I have a little respect from the borders here in Asia, it always seems to me that somebody else (like a backpack like that!) Puts drugs, they come for it, they lose me, they take my passport, they keep me in jail where my rape, then I'll I have to pay a million, and maybe in ten years I'll be able to take me back to the Czech Republic. A little paranoia, I admit. However, none of my worries were fulfilled, we did not even wait too long, and with a sticker in the passport that allowed us to enter the Kingdom of Cambodia, we met a new adventure. As we approached Phnom Penh, it was clear that Cambodia would be a bit different from Vietnam. Extremely exhausted cows, tiny buildings by the river, children running without clothing.
Immediately after leaving the ship in Phnom Penh, we were in the siege of dozens of grease of fatheads who offered us their services. Fat fats are such Cambodian taxis, a cart for four people who is assigned to a motorbike and is the most common way of transporting tourists. We are staying at the hotel for two dollars per person, which corresponds to cold water, a washbasin from which water flows straight to the feet, small geckos in the room and a moldy wall. But the budget is a budget. From Phnom Penh I'm pretty upset for the first few hours. Everything comes terribly dirty, I'm poisoned by a long boat trip, local on motorbikes can not avoid as Vietnamese, but you have to be careful not to let you go and the word fat fat is slowly starting to get a heart attack. I buy two scoops of ice cream for $ 2.7. It is similar to buying three hundred in the Czech Republic. However, the ice cream made my mood and Phnom Penh daughters of Cambodia was amazed me. But there were a few things we did not know from Vietnam. Beggars. Everywhere. Riding children, adults, adults with children, the whole family. It's common for you to sit at a table in the restaurant, and the beggar comes right up to you. From the operator response, we quickly understand that it is not unusual. Some will give up after a while, others will endure for several minutes. But when only a few inches above me, a begging man who is not only drunk, perhaps drugged and seems to be pounding at me at any moment, I will start to be a bit lazy.

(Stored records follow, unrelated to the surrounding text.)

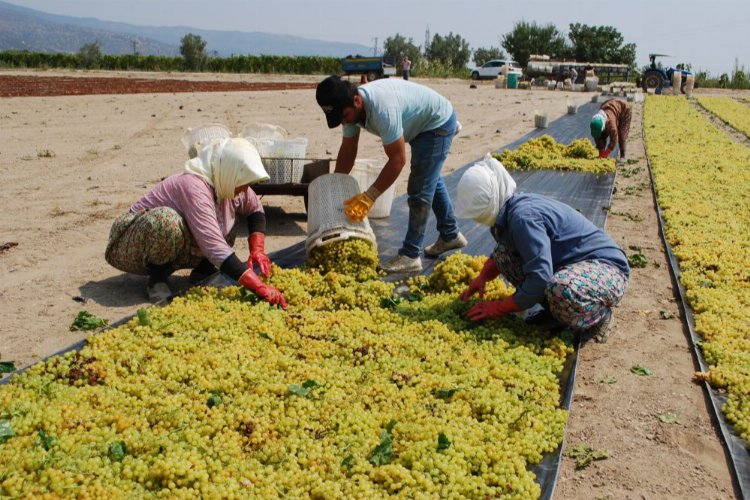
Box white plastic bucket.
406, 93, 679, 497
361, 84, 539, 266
349, 159, 396, 219
305, 173, 377, 255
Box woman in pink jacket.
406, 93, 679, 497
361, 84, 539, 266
105, 138, 286, 309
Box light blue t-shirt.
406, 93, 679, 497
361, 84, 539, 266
342, 78, 453, 146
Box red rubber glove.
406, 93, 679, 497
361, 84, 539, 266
247, 233, 271, 278
467, 296, 521, 321
460, 257, 500, 302
238, 269, 287, 311
344, 192, 375, 222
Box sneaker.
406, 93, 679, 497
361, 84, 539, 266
424, 233, 468, 257
380, 254, 422, 273
146, 281, 172, 304
588, 311, 615, 344
188, 259, 218, 285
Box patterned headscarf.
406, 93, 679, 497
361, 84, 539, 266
185, 138, 269, 200
456, 153, 516, 227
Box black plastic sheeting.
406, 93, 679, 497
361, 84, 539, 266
0, 103, 615, 500
644, 128, 750, 498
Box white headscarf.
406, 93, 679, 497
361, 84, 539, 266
456, 153, 516, 226
185, 138, 269, 200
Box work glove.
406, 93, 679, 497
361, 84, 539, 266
467, 296, 521, 321
460, 257, 500, 302
238, 269, 287, 311
247, 232, 271, 278
344, 192, 375, 222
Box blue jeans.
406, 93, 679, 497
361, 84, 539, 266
398, 113, 458, 259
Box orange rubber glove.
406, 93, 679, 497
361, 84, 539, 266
467, 296, 521, 321
460, 257, 500, 302
247, 233, 271, 278
344, 192, 375, 222
238, 269, 287, 311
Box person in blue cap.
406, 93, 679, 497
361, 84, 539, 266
591, 99, 632, 161
315, 75, 467, 273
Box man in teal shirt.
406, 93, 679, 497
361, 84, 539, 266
315, 76, 466, 273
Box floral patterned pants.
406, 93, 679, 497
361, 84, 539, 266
492, 244, 628, 330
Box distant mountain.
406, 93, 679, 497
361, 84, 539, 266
0, 1, 372, 57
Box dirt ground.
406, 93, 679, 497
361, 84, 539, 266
0, 71, 737, 499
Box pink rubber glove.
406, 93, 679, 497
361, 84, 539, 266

After a while, there comes another, with a dirty child in his arms. I give him his unbroken portion on the next table. Immediately, the waitress jumps and packs the rest into a plastic bag. We meet this all the time in Phnom Penh on every corner. After we come to the river and see how many young girls in my clothes wear my hair in the Mekong, beside them a boy and a couple of yards of pear, we understand that Vietnam was actually quite luxurious.
Yes, there may be something similar in the villages, but not in the metropolis. But the main shock comes as we walk through the center in the evening. An incredible number of people live on a pair of planks laid on the sidewalk. Or on a hammock tied between two power lines. In front of the magnificent royal palace, several families sleep on an improvised bed of planks under which they have their belongings stored. On benches, on grass, everywhere. For the first time, I am surprised and scared, and after half an hour I stop looking. I buy the strange fruit of jack fruit, round fruit in a tuft wrapped in a hard shell. I'm so disgusting, so I give it to other beggars right now, just like Tomas gives the rest of the fried crickets running around the kids who are throwing them up like the biggest delicacy.